The car stopped. “Wait for me here,” Dmitry said, getting out. She heard him walking away, knocking on a door, and then quickly becoming angry and returning to the car. “Polina’s not here any more.” Behind him came his friend, the invisible man, explaining that it wasn’t the first time she’d gone away. “She always comes back to ask if you’ve written, Madame. Good evening, I’m Jacques. She can’t sit still here, your daughter, she senses that something isn’t right and I can’t very well lock her up. She’s made some friends in the village, that’s where she goes…”
They turned round and went back down. Dmitry was in a rage. He stopped at the bar and asked a few questions. Eventually they got an address and soon were knocking at the door.
“Get out with your stinking lies!” Polina screamed from behind the door.
“Polina, your mother is here with me, she’s waiting for you in the car.”

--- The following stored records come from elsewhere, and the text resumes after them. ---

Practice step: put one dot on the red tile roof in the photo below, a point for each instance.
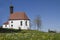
(18, 16)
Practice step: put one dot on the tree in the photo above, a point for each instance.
(37, 22)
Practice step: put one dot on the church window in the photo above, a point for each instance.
(21, 23)
(26, 23)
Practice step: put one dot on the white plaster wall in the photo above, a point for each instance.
(5, 26)
(16, 24)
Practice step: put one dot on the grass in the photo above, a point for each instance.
(29, 35)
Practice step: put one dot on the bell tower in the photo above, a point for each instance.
(11, 7)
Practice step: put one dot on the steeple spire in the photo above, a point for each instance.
(11, 7)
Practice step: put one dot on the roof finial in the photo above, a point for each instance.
(11, 7)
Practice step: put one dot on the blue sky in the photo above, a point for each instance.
(49, 10)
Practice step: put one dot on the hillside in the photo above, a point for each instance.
(29, 35)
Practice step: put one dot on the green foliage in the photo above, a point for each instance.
(29, 35)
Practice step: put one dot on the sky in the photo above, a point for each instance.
(49, 11)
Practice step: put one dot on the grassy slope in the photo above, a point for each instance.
(29, 35)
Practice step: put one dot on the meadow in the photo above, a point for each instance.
(29, 35)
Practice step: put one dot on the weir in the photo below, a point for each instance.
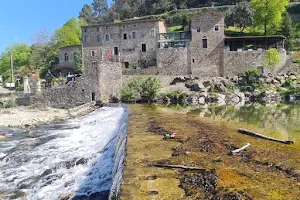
(78, 158)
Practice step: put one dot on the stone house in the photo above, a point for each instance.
(112, 53)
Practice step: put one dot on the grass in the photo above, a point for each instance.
(237, 174)
(175, 28)
(249, 31)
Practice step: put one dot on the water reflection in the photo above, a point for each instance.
(276, 120)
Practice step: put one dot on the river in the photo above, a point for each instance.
(70, 158)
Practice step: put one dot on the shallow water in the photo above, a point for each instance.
(72, 157)
(281, 121)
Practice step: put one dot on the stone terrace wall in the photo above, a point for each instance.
(66, 96)
(239, 62)
(172, 61)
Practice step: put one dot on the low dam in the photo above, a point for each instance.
(81, 158)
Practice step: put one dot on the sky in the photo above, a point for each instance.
(21, 20)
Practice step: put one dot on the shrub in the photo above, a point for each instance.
(10, 103)
(143, 89)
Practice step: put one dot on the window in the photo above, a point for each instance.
(85, 39)
(144, 48)
(152, 33)
(126, 64)
(216, 27)
(93, 54)
(116, 51)
(66, 57)
(204, 43)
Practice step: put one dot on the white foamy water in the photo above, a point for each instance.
(75, 157)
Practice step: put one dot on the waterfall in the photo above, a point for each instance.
(80, 157)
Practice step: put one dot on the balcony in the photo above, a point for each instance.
(175, 36)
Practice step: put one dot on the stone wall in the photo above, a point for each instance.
(172, 61)
(73, 94)
(130, 49)
(207, 61)
(70, 50)
(239, 62)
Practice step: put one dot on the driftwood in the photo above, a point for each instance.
(251, 133)
(179, 167)
(239, 150)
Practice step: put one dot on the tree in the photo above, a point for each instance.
(69, 34)
(87, 14)
(99, 7)
(240, 15)
(287, 30)
(268, 13)
(272, 59)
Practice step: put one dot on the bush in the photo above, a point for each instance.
(11, 103)
(140, 89)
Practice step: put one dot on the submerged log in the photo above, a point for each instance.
(251, 133)
(179, 167)
(239, 150)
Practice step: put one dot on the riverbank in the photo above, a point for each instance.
(265, 170)
(22, 116)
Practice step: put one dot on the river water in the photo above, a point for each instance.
(276, 120)
(74, 157)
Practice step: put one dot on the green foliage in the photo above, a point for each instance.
(11, 103)
(272, 59)
(142, 89)
(268, 13)
(294, 8)
(240, 15)
(69, 34)
(78, 62)
(287, 30)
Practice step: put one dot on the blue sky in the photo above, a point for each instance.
(22, 19)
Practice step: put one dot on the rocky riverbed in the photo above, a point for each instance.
(232, 90)
(265, 170)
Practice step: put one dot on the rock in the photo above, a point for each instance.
(206, 83)
(241, 95)
(268, 80)
(2, 137)
(293, 77)
(31, 134)
(221, 88)
(66, 196)
(201, 100)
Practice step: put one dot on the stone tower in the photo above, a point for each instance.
(206, 48)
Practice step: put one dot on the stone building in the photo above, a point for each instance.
(113, 52)
(66, 58)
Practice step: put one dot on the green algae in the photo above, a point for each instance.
(266, 170)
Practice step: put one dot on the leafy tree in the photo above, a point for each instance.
(287, 30)
(78, 61)
(99, 7)
(272, 59)
(240, 15)
(268, 13)
(87, 14)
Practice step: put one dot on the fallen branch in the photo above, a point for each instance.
(240, 149)
(179, 167)
(250, 133)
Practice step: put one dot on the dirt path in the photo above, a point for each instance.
(266, 170)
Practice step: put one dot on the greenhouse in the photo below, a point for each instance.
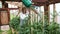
(29, 16)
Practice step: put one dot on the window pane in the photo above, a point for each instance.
(58, 12)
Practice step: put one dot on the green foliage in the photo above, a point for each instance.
(14, 23)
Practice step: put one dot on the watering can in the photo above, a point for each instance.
(27, 3)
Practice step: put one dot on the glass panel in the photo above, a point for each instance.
(58, 12)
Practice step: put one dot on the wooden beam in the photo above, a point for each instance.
(8, 8)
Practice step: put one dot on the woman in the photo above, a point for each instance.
(23, 15)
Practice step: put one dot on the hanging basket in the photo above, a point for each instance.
(27, 3)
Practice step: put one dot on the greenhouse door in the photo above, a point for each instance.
(3, 17)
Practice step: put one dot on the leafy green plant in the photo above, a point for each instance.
(14, 23)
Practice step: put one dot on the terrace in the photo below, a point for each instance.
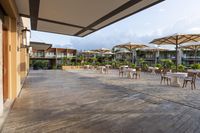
(83, 99)
(87, 102)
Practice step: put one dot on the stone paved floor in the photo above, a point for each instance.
(81, 101)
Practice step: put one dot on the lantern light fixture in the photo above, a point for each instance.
(26, 35)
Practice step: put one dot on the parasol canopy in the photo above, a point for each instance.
(102, 50)
(194, 46)
(176, 40)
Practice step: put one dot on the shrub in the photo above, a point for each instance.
(167, 63)
(133, 65)
(40, 64)
(158, 65)
(181, 68)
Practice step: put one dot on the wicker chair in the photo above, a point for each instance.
(165, 77)
(137, 73)
(121, 71)
(190, 78)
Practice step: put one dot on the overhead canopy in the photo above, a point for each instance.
(78, 17)
(40, 46)
(153, 49)
(192, 46)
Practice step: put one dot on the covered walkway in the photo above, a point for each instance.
(88, 102)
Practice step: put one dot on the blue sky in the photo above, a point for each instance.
(168, 17)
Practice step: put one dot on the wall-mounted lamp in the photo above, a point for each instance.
(30, 50)
(26, 35)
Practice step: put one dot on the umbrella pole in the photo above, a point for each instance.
(176, 57)
(195, 55)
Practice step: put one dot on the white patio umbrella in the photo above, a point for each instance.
(155, 49)
(193, 46)
(176, 40)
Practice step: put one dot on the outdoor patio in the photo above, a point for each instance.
(84, 101)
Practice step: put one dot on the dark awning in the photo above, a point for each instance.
(78, 17)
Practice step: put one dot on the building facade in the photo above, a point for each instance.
(54, 56)
(14, 57)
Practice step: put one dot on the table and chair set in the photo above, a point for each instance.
(173, 78)
(129, 72)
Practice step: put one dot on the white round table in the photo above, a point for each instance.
(175, 78)
(102, 69)
(153, 69)
(130, 72)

Then the floorboards creaked, the door opened and Polina flew out into the corridor without a look at her father. He watched her androgynous blonde figure disappear down the stairs. He looked into the smelly apartment and saw an open laptop. She must have Googled her mother’s name and found out everything. Polina was already outside. She opened the car door and threw herself at Lira’s neck, hugging her and crying “Mum”. They had not seen each other for six months.
“Polina, listen, I must tell you—”
“I know, Mum.”
“What do you know? No, don’t take my glasses off, it’s not very…”

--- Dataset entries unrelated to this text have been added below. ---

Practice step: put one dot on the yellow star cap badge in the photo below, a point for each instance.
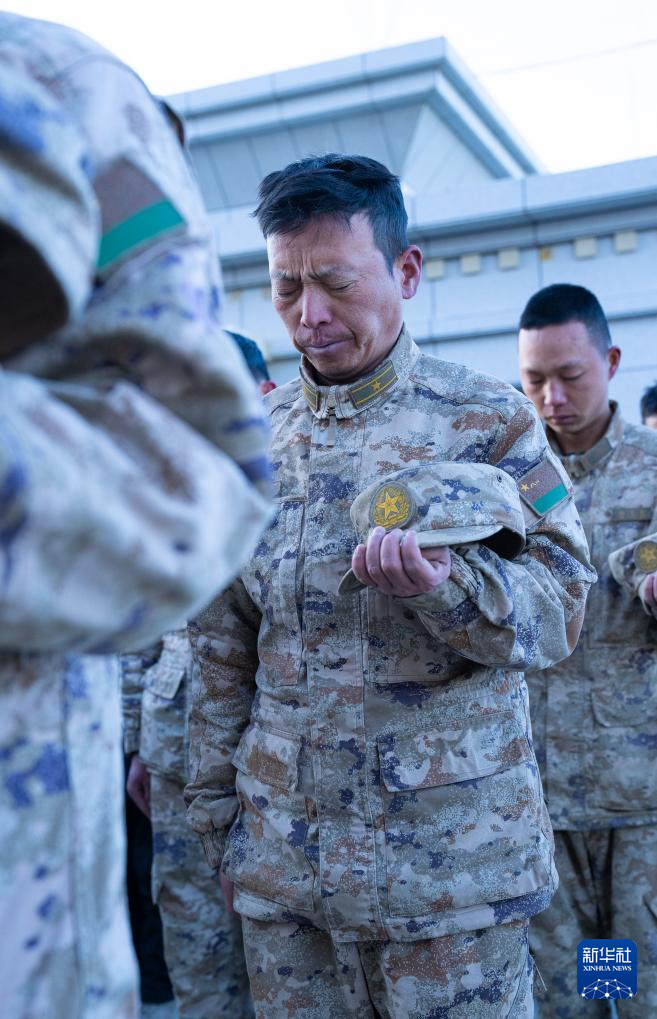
(391, 506)
(646, 556)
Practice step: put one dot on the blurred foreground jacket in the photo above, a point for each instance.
(133, 480)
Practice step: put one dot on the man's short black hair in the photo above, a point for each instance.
(563, 303)
(335, 185)
(649, 403)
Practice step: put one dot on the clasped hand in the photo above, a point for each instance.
(395, 565)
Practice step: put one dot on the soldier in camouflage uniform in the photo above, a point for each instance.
(125, 419)
(202, 941)
(362, 762)
(595, 715)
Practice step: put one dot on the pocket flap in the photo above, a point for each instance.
(631, 702)
(165, 676)
(268, 757)
(469, 748)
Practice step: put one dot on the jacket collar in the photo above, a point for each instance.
(579, 465)
(373, 388)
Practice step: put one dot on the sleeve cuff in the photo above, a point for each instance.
(460, 585)
(214, 846)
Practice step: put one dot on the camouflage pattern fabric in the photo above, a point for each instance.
(595, 715)
(595, 721)
(366, 759)
(298, 972)
(202, 941)
(119, 435)
(444, 504)
(608, 889)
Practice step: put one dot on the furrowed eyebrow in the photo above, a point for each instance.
(569, 366)
(319, 276)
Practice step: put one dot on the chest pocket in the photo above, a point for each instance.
(464, 821)
(624, 742)
(399, 648)
(612, 617)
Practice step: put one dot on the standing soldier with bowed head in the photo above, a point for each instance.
(126, 421)
(202, 940)
(595, 715)
(362, 757)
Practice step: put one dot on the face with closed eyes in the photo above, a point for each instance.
(566, 377)
(338, 300)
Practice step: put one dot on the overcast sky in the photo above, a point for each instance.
(577, 77)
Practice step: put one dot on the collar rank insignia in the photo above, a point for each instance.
(646, 556)
(391, 505)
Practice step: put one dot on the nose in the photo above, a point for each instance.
(315, 309)
(553, 393)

But Polina firmly removed them. She wanted to see what had been kept from her, what had been stolen: her mother’s eyes, the first eyes that had looked at her, the eyes that saw everything. There was nothing there, just two peeled, withered eyelids, glued shut. Not a hint of the light that had watched over her, that flashing shade of blue that she had inherited, not a glimmer, not a spark. A spasm of horror went through Polina’s body. It was as though she too had had lost something – all her life had been contained in those eyes. Lira could sense her daughter’s every convulsion. She wanted to say something, to hide, but Polina didn’t give her the time. She seized her mother’s face between her hands and kissed her eyes, the right hand one and then the left.
Dmitry stood on the pavement, watching them from the other side of the street. They still hugged each other in the same way as before, Polina on Lira’s knee, with her legs folded and her arms around her neck. They slotted together perfectly, whatever their ages, whatever the moment, whatever Lira had done wrong. But who was comforting whom down here in the bottom of a forgotten valley in a country far from home?
Dmitry walked over, gently pushed Polina’s legs down and shut the door. He got back in the car and drove the two women in his life back up to the invisible house.